Serve, non serve, e soprattutto a chi serve? A due settimane dall’introduzione della direttiva IPRED in Svezia si continua a discutere sulle conseguenze effettive della nuova legislazione , sul calo del traffico di rete registrato nel paese e su quanto il nuovo regime legale possa giovare alla crescita del mercato di musica legale in formato digitale.
InProdicon , content provider che in Svezia che gestisce la metà dei contenuti scaricati online su PC e dispositivi mobile, sostiene che IPRED serve a far crescere il mercato digitale, e conforta tale tesi comunicando una crescita degli acquisti dal primo aprile in poi misurabile nel 100 per cento in più .
Grazie a IPRED insomma, e al fatto che ora l’industria del copyright non ha più bisogno di passare per i tribunali per andare alla caccia di condivisori, in Svezia ci sarebbe stato un vero e proprio boom di vendite. “Non so se la cosa sia da ascrivere soltanto a IPRED” – osserva il managing director di InProdicon Klas Brännström – ma si tratta sicuramente di un segno di cambiamento evidente”.
Quello che però InProdicon non rivela, come sottolinea ZeroPaid , sono le reali cifre di cui si sta parlando : quel 100% di incremento non tiene in conto il numero di brani effettivi venduti, se si tratti di 100, 1.000 o 10.000 non è dato al momento saperlo.
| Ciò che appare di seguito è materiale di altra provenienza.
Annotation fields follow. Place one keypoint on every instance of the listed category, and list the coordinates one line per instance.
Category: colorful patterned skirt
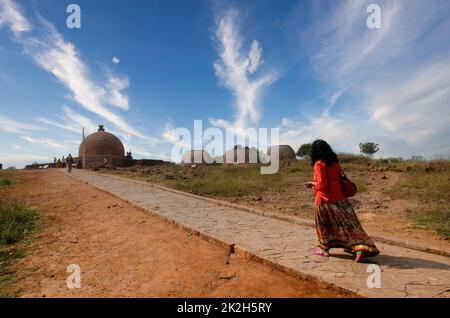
(338, 226)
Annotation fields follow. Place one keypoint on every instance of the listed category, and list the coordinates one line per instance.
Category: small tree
(369, 148)
(304, 151)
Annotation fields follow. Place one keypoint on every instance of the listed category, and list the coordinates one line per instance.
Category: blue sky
(143, 68)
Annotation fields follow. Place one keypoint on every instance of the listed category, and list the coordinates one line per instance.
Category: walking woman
(337, 225)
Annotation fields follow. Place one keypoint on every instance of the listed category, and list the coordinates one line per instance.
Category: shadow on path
(401, 262)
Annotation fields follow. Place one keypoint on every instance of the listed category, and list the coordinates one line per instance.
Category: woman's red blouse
(328, 183)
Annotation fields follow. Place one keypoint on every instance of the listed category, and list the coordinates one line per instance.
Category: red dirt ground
(124, 252)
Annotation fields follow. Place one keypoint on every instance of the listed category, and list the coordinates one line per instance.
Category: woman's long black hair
(321, 150)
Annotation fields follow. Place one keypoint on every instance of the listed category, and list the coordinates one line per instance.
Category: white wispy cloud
(397, 76)
(237, 70)
(14, 126)
(11, 17)
(54, 54)
(115, 60)
(48, 143)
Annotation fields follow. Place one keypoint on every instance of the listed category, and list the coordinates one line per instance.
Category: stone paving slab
(404, 272)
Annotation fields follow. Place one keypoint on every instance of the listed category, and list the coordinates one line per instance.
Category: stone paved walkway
(404, 272)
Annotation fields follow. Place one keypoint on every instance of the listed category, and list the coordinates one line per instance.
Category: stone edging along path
(283, 245)
(282, 217)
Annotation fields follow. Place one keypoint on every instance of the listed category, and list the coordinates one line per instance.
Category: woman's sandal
(320, 252)
(349, 251)
(359, 256)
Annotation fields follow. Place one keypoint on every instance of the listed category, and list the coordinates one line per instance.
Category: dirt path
(125, 252)
(382, 215)
(405, 272)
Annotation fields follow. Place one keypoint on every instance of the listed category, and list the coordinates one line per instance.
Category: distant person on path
(69, 161)
(337, 225)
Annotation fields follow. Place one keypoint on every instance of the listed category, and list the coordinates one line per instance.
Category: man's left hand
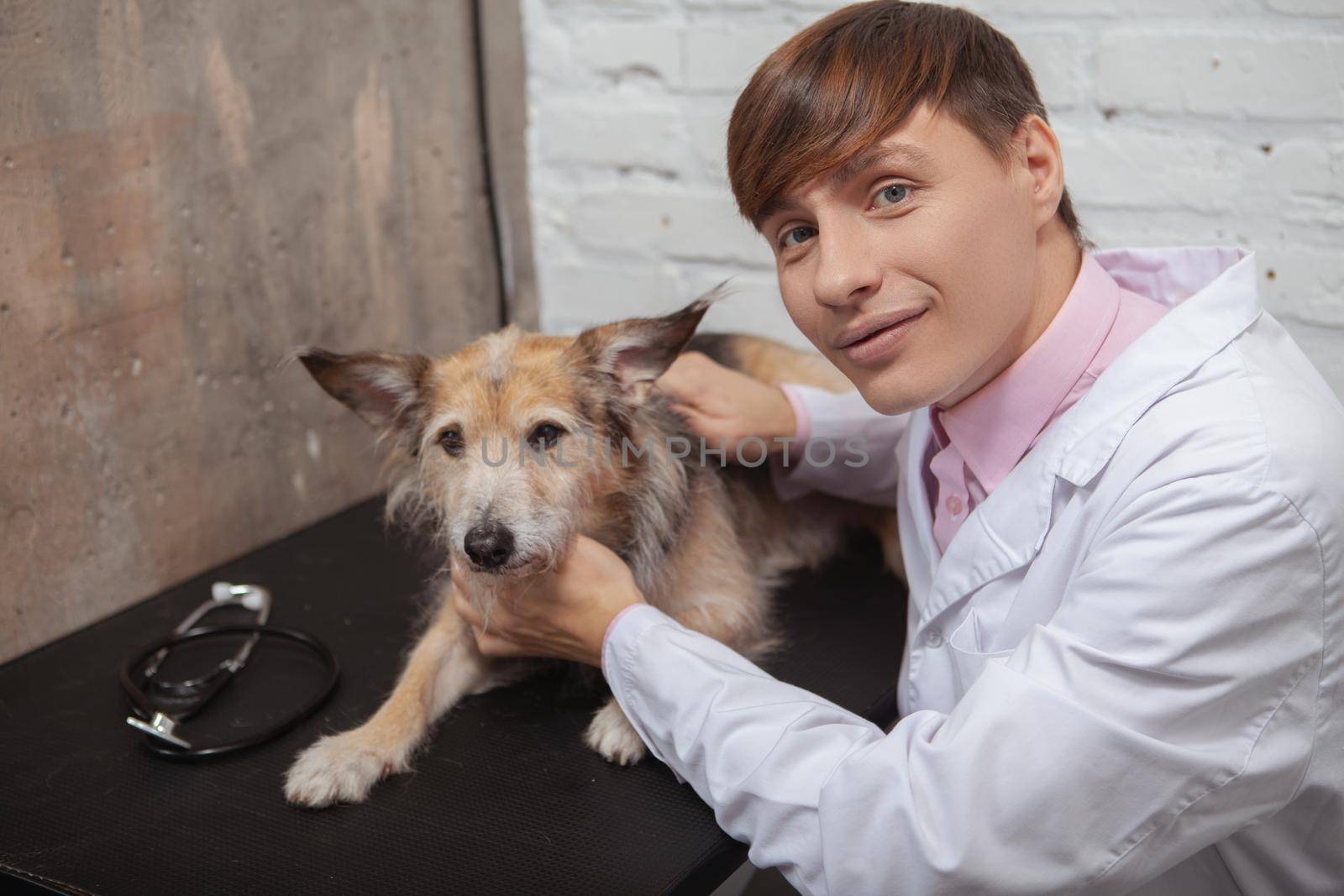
(562, 614)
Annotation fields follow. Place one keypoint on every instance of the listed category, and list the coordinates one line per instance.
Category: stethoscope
(160, 707)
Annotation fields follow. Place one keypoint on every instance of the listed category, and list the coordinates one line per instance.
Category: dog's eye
(452, 443)
(544, 436)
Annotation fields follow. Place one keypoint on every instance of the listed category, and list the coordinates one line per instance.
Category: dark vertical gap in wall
(501, 275)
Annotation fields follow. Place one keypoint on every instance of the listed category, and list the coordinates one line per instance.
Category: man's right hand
(725, 406)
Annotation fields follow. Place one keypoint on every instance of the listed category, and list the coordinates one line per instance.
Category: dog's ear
(638, 351)
(382, 387)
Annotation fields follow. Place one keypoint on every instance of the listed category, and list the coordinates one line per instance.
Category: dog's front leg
(443, 668)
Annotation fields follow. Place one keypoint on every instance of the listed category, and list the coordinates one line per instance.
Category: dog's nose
(490, 544)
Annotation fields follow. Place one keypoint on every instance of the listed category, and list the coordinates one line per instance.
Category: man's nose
(490, 544)
(847, 269)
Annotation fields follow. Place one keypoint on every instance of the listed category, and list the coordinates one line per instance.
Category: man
(1120, 488)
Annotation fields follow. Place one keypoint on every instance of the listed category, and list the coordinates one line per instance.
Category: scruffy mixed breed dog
(706, 543)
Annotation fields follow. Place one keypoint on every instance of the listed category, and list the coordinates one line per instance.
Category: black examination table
(506, 799)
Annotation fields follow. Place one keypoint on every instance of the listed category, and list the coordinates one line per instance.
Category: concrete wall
(1183, 121)
(187, 190)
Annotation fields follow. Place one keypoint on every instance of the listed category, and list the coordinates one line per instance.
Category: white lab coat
(1126, 673)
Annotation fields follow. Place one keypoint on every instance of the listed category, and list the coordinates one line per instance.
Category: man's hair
(850, 80)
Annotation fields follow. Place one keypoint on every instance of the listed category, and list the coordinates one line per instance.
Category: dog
(706, 543)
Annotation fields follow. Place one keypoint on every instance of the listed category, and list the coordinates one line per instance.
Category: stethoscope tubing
(141, 703)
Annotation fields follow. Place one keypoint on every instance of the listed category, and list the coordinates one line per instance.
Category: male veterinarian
(1121, 501)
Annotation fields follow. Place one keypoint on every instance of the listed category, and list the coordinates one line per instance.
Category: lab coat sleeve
(1162, 710)
(853, 453)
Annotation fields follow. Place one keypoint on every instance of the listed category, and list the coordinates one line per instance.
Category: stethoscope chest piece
(160, 707)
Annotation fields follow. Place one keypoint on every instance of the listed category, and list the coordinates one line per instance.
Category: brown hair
(847, 81)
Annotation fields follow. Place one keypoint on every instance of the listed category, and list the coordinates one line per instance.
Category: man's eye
(891, 195)
(796, 235)
(452, 443)
(544, 436)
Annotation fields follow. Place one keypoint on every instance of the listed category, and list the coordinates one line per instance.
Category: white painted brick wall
(1183, 121)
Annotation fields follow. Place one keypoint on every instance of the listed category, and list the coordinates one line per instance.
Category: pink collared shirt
(980, 439)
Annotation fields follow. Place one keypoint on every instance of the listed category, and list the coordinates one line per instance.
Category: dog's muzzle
(490, 546)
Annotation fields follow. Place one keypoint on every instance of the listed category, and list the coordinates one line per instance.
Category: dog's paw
(339, 768)
(612, 735)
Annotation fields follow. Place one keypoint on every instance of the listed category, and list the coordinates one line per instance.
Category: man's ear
(638, 351)
(1045, 167)
(383, 389)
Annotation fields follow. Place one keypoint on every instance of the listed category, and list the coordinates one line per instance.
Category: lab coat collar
(1213, 297)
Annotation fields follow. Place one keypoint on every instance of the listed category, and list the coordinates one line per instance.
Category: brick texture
(1187, 121)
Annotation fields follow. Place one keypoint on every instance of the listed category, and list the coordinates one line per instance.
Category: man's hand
(725, 406)
(561, 614)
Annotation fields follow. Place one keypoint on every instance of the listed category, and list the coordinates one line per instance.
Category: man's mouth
(875, 340)
(870, 327)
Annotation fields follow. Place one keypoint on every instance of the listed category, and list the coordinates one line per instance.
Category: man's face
(927, 226)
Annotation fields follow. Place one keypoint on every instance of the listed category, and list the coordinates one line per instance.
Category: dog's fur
(706, 543)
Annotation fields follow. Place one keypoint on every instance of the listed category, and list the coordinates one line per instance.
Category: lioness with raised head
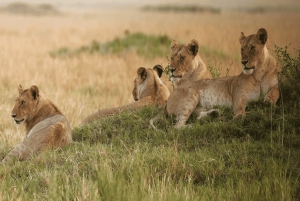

Un fatto che potrebbe anche portare a un corposo ridimensionamento il significato pratico dell’incremento.
Il business di InProdicon sta poi crescendo indipendente da IPRED, e Brännström parla di un aumento del volume di affari del 20-30% su base annua rispetto al 2008. Nella tuttora irrisoria equazione IPRED = boom di vendite va poi considerata anche la variabile della riduzione di traffico registrata dal primo di aprile in poi, un fatto che, per quanto inconfutabile, contribuisce a complicare ulteriormente la valutazione del “successo” della musica digitale in vendita sullo store svedese.
Qualche che sia la verità, il business può dimostrarsi anche benevolo nei confronti dei pirati potenziali, regalando biglietti omaggio a chi ha espresso disappunto per la mancata disponibilità, sul network BitTorrent, di una versione rippata del film Adventureland di Miramax. È quanto successo a un’utente di Twitter che, dopo essersi lamentata del mancato rip, ha prima ricevuto l’invito a “non farlo”, a non piratare il film e ad andare a vederlo al cinema, e poi si è vista recapitare un biglietto omaggio dallo studio sempre via Twitter.
Nel caso sopraelencato stupisce, oltre alla insolita benevolenza di chi spesso e volentieri descrive la pirateria come una delle sette piaghe d’Egitto, la particolare attenzione degli studios verso gli umori della rete per i film in uscita o distribuiti da poco, un’attenzione che non risparmia certo i network di file sharing ma coinvolge anche i social network, i servizi di micro-blogging e tutti i più recenti canali di comunicazione a mezzo web.